“Since before the Invasion. Eight centuries.”

  “And afore that there was the Remian Empire, then the Mohammadeans and the Haxians. A good long time.”

  “Right.”

  “So all them kingdoms and empires, they’ve done fought over the same land for a long time. They make up rules. They keep the peace when they want peace. They make war when they desire war. All because they have a tiny land and everyone wants it.”

  Woods spread his arms. “Mystria is a big land. Bigger than you could imagine. We’re ten walks from the coast. The Mystrian continent is three hundred more walks westward. Maybe five hundred, just east to west, and that many north to south. Don’t nobody know. Ain’t nobody ever made it all the way. So all them rules what keep people content in a tiny plot of land, they don’t mean spit. Them rules is as useless as a law telling the sun, ‘Don’t shine.’”

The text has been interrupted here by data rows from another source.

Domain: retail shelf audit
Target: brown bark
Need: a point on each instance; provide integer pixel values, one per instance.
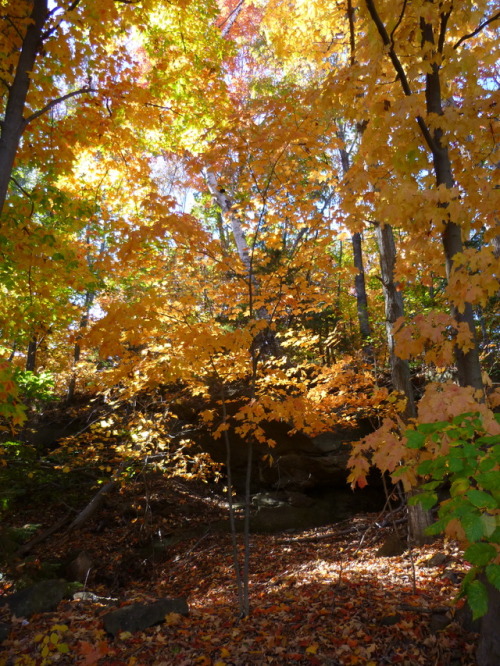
(468, 365)
(359, 279)
(13, 124)
(418, 518)
(394, 308)
(31, 354)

  “Then you think Mystria should become independent.”

  Woods smiled. “It’s a notion. Keep things unspoiled, might be a good one.”

  Owen frowned. “You think people should be allowed to do what they want? No government? No authority?”

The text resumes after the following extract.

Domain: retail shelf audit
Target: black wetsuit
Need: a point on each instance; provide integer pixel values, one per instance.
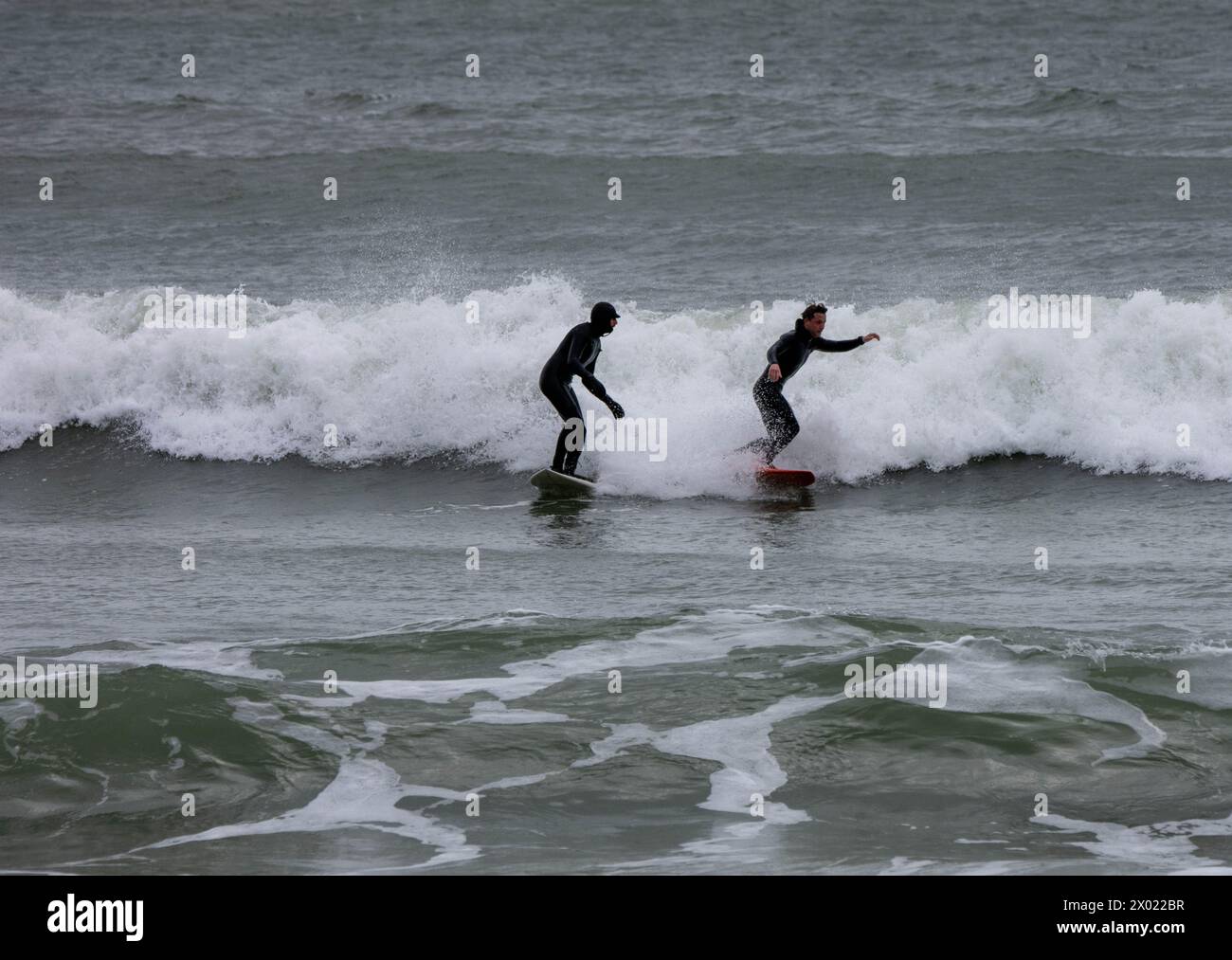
(788, 352)
(575, 356)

  Woods tapped a finger to his temple. “This land is for strong people. You have a right to what you can do, what you can produce. Bountiful land, too. Give me shot, powder, a firestone, and some traps, me and mine will make out good. What I can’t build, I trade for. Don’t need money or taxes or some Fire Warden or other telling me what I can or cannot do.”

  “But what if a man comes along and decides to take what is yours? You’re not suggesting that if you’re not strong enough to hold it, he should have it.”

  “Ain’t no need for a man to come take mine. Lots of empty hereabouts. He can just move on a-piece and make his own place.”

  “What if he’s lazy? What if he doesn’t want to move on? What if he decides to take a place from someone who is weaker than he is? What if he plunders and moves on?”

  “I reckon he finds himself on the outside of a musket-ball.”

  “And if the shooter has made a mistake and hits the wrong target?”

  Nathaniel shrugged. “Ain’t saying things is perfect. It’s just there ain’t no government should come and take away everything you’ve worked for just on account of some voters decided they wanted it that way. Now you’re gonna say that there’s courts to deal with that. I’d allow as how you was right, if you could tell me a flash of gold might not influence a judge a time or three.”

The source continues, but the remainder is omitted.